When my partner initially started riding drop bar bikes, one thing she struggled with was being able to brake properly, her hands were not as strong as an average male's nor were they as large. This lead to her developing back and arm pain whenever she would need to descend and brake as she had to rotate her whole forearm around to be able to even reach the levers, they were simply too far away for her to reach them normally. This was a serious struggle for a single bike, let alone a tandem bike. Our tandem is fitted out with the classic Mafac high-profile cantilever brakes. This style of brake has an inherently low mechanical advantage, this means that it requires a lot of hand pressure to get decent braking force; the flipside is that you get a lot of rim clearance which is why you see a lot of cyclocrossers using them.

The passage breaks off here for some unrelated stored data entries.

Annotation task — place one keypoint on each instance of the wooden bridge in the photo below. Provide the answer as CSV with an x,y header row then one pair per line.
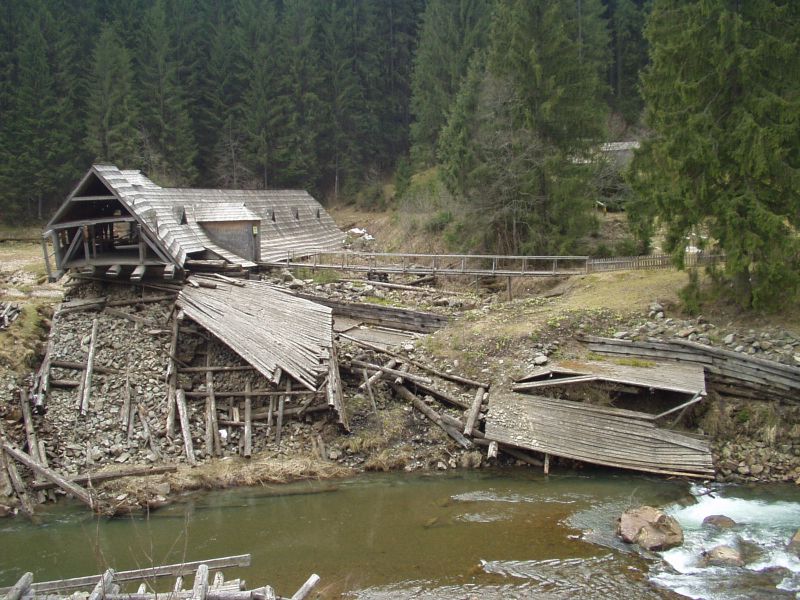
x,y
476,265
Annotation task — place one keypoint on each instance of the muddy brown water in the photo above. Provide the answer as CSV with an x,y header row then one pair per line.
x,y
479,534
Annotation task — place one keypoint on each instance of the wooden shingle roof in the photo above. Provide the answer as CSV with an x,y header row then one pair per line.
x,y
289,219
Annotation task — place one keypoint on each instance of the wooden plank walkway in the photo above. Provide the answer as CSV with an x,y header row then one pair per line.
x,y
268,327
438,264
734,372
597,435
684,378
476,265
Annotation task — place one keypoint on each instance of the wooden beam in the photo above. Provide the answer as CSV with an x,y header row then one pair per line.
x,y
419,365
20,589
370,381
147,433
92,198
174,570
86,382
72,247
103,586
30,432
281,401
306,588
92,478
70,488
200,588
426,410
172,374
46,254
213,445
248,421
474,411
138,272
180,401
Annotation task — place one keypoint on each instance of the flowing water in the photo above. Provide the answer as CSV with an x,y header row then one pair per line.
x,y
479,534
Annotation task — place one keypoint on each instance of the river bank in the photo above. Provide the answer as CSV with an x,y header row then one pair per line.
x,y
489,338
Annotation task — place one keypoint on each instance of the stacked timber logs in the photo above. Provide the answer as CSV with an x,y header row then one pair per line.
x,y
425,387
108,585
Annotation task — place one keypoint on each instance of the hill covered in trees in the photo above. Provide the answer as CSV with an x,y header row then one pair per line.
x,y
251,93
508,99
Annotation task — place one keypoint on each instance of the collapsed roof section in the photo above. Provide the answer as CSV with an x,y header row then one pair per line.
x,y
680,378
271,329
117,218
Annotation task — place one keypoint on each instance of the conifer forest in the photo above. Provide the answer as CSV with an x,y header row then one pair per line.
x,y
509,101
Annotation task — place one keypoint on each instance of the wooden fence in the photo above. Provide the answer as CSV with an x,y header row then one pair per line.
x,y
650,262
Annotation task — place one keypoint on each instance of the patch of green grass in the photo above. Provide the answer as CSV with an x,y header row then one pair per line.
x,y
19,343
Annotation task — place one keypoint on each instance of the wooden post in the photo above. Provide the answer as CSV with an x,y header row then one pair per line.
x,y
20,589
269,415
372,396
213,445
180,401
147,434
281,401
200,588
5,482
71,488
126,399
306,588
426,410
248,421
47,260
30,432
86,252
474,411
86,385
103,586
172,377
377,375
492,452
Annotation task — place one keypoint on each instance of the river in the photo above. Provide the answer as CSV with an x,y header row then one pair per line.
x,y
478,534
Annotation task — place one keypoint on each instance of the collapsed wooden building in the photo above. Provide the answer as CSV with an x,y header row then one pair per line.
x,y
118,223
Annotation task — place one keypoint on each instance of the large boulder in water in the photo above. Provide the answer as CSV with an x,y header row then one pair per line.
x,y
794,543
719,521
722,556
650,528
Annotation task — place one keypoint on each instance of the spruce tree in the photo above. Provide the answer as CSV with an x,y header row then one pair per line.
x,y
451,32
518,141
167,133
723,99
257,37
111,132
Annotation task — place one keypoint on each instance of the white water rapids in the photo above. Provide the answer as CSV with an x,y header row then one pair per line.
x,y
763,529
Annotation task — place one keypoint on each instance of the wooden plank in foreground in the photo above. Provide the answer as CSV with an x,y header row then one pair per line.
x,y
173,570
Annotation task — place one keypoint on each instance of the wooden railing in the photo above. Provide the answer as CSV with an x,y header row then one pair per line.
x,y
480,264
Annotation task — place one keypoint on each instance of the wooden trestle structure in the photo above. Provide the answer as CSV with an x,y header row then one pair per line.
x,y
108,585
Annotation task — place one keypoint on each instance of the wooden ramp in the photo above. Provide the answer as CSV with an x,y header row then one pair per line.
x,y
604,436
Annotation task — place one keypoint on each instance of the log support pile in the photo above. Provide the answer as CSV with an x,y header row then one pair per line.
x,y
109,585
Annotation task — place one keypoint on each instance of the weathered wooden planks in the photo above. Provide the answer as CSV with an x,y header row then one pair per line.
x,y
596,435
757,375
269,328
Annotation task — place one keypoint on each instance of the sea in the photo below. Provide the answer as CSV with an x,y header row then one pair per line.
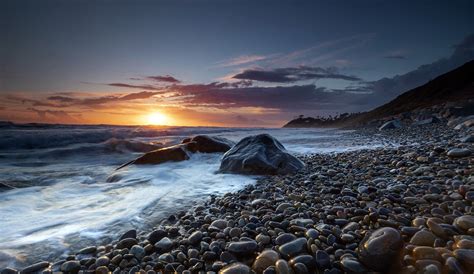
x,y
56,195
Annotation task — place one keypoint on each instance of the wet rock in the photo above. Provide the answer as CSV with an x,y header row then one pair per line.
x,y
236,268
127,243
381,249
423,238
208,144
195,237
465,222
459,152
466,258
243,248
71,266
293,248
265,259
259,154
35,267
391,125
169,154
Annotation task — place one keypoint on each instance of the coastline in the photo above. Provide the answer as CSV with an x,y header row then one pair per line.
x,y
318,217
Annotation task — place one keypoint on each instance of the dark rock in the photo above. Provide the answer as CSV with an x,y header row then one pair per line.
x,y
35,267
391,125
293,248
236,268
265,259
71,266
259,154
156,235
129,234
380,251
169,154
459,152
127,243
208,144
243,248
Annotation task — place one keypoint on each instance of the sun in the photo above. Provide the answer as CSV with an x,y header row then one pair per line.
x,y
157,118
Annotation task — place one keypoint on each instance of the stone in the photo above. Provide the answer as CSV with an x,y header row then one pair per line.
x,y
351,265
243,247
87,250
391,125
293,248
137,251
208,144
168,154
126,243
464,222
459,152
322,259
103,261
195,238
265,259
236,268
71,266
282,267
156,235
423,238
381,249
164,245
466,258
260,154
35,267
221,224
129,234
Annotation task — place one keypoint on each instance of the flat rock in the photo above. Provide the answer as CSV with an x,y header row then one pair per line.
x,y
459,152
380,251
260,154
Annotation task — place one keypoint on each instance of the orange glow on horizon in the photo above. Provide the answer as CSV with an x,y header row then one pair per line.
x,y
158,119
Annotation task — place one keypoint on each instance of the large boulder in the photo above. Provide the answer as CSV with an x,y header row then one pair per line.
x,y
207,144
260,154
391,125
168,154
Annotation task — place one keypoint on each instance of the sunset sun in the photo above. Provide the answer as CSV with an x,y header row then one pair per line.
x,y
157,118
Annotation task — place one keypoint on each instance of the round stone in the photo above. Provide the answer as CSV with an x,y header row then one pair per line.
x,y
381,250
424,238
265,259
71,266
137,251
464,222
195,238
293,248
236,268
243,248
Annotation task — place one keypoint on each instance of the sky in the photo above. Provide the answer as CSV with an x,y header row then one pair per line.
x,y
222,62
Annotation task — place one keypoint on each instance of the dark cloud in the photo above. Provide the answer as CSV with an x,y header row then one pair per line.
x,y
124,85
293,74
386,89
164,78
62,115
395,56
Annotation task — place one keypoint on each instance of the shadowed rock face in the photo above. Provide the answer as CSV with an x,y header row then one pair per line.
x,y
207,144
199,143
260,154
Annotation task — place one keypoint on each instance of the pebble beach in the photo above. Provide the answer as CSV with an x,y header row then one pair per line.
x,y
399,209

The first levers that we used on the tandem were Shimano 600 units from the early 80's. These are a traditional non-aero design which have the exposed cable outer exiting from the top of the brake with a slotted lever. These have a slightly lower mechanical advantage than modern levers, and gave quite poor braking due to this. Braking from the hoods was marginal at best. They were nearly unusable by my partner due to the longer reach of about 83mm
Ergonomically I generally like these levers from the drops, however I find modern and aero levers much more comfortable on the hoods. This reflects how people used to use the drops a lot more than they do now, there was less focus riding on the hoods in the past.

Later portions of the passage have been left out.